Posted by Gabe on August 18, 2010

Oberon is a Napa Valley partnership between Rob Mondavi Jr. and Tony Coltrin. They source fruit from vineyards in key spots throughout Napa Valley. Their focus is on Cabernet Sauvignon, Merlot, and Sauvignon Blanc. Today I’ll look at their current release of Sauvignon Blanc.

The Oberon 2009 Sauvignon Blanc was produced from fruit sourced at two Napa Valley Vineyards; one in Pope Valley, the other in Southern Napa. This offering is 100% varietal. Tony decided to both cold tank ferment and barrel ferment to maintain the fruit and to impart some subtle characteristics. This wine is finished in screw cap and has a suggested retail price of $14.99.

Aromas of orange blossom and honeydew melon are apparent in the nose of this 2009 Sauvignon Blanc. Throughout the palate white peach, mango and continued citrus flavors all play a significant role. These come together in a gentle layered fashion, loaded with delicate spice and other quietly emerging characteristics which add complexity. Apricot and key lime pie flavors stand out in the finish where they are joined by a solid wallop of minerals. This wine has terrific length and excellent acidity.

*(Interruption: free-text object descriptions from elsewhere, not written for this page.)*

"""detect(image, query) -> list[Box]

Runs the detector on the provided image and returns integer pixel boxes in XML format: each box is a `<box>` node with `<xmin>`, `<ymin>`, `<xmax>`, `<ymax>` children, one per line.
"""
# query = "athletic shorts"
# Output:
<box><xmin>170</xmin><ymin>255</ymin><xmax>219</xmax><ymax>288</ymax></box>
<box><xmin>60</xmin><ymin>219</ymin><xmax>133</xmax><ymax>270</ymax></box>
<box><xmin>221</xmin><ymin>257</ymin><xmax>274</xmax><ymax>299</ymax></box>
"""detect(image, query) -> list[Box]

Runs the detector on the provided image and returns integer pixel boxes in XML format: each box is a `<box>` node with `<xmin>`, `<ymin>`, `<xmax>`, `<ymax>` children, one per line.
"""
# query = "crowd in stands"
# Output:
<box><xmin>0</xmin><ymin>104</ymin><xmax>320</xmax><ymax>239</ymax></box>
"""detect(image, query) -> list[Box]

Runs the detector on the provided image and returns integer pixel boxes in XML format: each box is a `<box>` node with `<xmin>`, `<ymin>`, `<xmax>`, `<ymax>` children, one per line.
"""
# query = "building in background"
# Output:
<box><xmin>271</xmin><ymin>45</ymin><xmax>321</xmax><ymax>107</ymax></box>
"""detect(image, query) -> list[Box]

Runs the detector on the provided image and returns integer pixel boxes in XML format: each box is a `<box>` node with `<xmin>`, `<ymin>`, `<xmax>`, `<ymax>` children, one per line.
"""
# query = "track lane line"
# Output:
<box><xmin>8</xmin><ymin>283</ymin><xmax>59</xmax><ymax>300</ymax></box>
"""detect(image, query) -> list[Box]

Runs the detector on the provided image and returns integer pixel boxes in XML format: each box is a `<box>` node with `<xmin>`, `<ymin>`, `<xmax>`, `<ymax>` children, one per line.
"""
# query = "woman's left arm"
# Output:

I get the opportunity to taste a lot of Sauvignon Blanc and they come in all shapes and sizes. This offering from Oberon simply knocked me out with its complexity, length and deceivingly gentle nature. Savor this over a few hours and you’ll be amazed as this wines charms slowly reveal themselves. This wine will certainly pair well with lighter foods, but it’s nothing short of a revelation on its own. The 2009 Oberon Sauvignon Blanc is delicious, refreshing and has plenty of complexity to hold your interest as you undoubtedly drain the entire bottle over a leisurely afternoon on your porch.